Scraping catalog Stage 1 · discovery only
County-portal source discovery — where the permit, pre-foreclosure, distress and court-record signals live, and whether each is reachable.
Why this exists
BuildZoom-aggregated permits cover 14.86% of properties nationally with a ~6-month lag (see Data sources). Direct county scraping is the gap-fill + freshness play: pre-foreclosure (Notice of Default / Lis Pendens) is a leading distress signal absent from current gold data, and distress + court records add owner-trajectory signals beyond aggregated property records. The Data section documents the existing permit ↔ property join that scraped sources would feed.
The stage plan
Catalog every (county × datatype) source, prove reachability, score viability 1–5, save one probe per cell, run a QA gate. This page renders Stage 1.

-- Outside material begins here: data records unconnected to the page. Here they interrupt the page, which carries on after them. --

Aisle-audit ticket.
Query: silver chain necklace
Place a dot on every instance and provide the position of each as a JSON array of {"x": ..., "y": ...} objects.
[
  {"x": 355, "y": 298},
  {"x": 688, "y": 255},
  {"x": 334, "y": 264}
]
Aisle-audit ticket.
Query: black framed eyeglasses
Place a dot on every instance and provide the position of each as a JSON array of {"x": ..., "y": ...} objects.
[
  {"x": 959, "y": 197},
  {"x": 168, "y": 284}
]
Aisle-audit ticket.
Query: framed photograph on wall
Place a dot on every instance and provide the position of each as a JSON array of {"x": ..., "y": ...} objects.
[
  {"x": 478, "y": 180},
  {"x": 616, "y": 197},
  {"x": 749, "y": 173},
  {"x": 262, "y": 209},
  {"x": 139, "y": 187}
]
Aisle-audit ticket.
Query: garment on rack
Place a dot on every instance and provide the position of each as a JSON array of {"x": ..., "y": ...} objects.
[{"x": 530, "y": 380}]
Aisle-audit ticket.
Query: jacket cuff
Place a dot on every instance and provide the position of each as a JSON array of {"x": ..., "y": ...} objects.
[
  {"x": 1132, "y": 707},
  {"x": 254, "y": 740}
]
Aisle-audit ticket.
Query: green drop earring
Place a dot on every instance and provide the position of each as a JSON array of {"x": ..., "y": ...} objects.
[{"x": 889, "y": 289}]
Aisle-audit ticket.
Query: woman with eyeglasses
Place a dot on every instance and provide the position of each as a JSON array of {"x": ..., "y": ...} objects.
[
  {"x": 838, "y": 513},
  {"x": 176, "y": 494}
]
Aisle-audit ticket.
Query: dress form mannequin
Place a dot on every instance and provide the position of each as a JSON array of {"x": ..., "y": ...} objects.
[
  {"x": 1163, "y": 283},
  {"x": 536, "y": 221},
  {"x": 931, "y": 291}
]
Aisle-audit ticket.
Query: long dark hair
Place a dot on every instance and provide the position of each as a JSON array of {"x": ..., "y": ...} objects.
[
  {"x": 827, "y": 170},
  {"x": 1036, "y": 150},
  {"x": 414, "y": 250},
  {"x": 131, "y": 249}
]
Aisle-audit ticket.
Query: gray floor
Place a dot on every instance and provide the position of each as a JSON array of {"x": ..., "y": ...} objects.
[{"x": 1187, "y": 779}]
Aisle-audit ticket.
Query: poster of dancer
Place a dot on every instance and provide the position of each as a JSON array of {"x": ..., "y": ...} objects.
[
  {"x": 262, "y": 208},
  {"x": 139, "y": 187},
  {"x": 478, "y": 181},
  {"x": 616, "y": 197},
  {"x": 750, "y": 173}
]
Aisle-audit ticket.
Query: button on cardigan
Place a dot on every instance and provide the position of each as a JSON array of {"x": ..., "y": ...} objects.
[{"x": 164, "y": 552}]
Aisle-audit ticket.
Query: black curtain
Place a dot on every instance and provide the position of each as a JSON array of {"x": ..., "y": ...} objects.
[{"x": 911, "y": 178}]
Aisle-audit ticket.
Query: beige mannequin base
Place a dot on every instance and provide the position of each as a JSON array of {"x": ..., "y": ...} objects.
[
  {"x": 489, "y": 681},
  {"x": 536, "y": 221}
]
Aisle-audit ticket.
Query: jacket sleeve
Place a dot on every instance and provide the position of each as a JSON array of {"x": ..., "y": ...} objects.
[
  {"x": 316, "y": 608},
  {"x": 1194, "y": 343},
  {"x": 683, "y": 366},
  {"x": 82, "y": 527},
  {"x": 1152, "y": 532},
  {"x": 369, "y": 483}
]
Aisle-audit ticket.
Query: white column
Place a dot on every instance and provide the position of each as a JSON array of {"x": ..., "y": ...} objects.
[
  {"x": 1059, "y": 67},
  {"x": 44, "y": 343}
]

Pull 30–90 days from 3–5 highest-viability sources (
viability_score ≥ 4, cleanest ToS, structured CSV/JSON). Gated on counsel review + storage/Firecrawl budget + a cross-validation harness vs BuildZoom. Pass gates include ≥90% field completeness and ≥80% overlap vs BZ where both exist.Extend pilot scrapers to all viable sources across the top counties; add weekly cron + failure alerting. Triggered only when Stage 2 hits pass gates on ≥3 of 5 pilots with no legal escalation.
Integrate into the gaia ETL, write silver/gold parquet, surface a
permit_scrape_coverage_pct metric, reconcile daily vs BZ. Only here do features wire into the model (Tier B distress).Scope of the discovery
The top-10 counties cataloged: Los Angeles 06037, Cook 17031, Harris 48201, Maricopa 04013, San Diego 06073, Orange CA 06059, Kings/Brooklyn 36047, Miami-Dade 12086, Dallas 48113, Riverside 06065. A top-200 extension (190 more counties, rank 11–200) exists for permits and pre-foreclosure via a two-tier method: deep-dive for rank 11–50, state-vendor-pattern inheritance for rank 51–200.
Permits
Top-10 verdict: 5 viable (score ≥ 4), 3 doable-but-heavy (score 3), 2 effectively blocked (≤ 2). Every county that returned a parseable record showed a roofing surface. Top-3 pilots are Los Angeles (Socrata pi9x-tg5x), San Diego (seshat flat CSV), and Brooklyn/Kings (Socrata DOB NOW rbx6-tga4).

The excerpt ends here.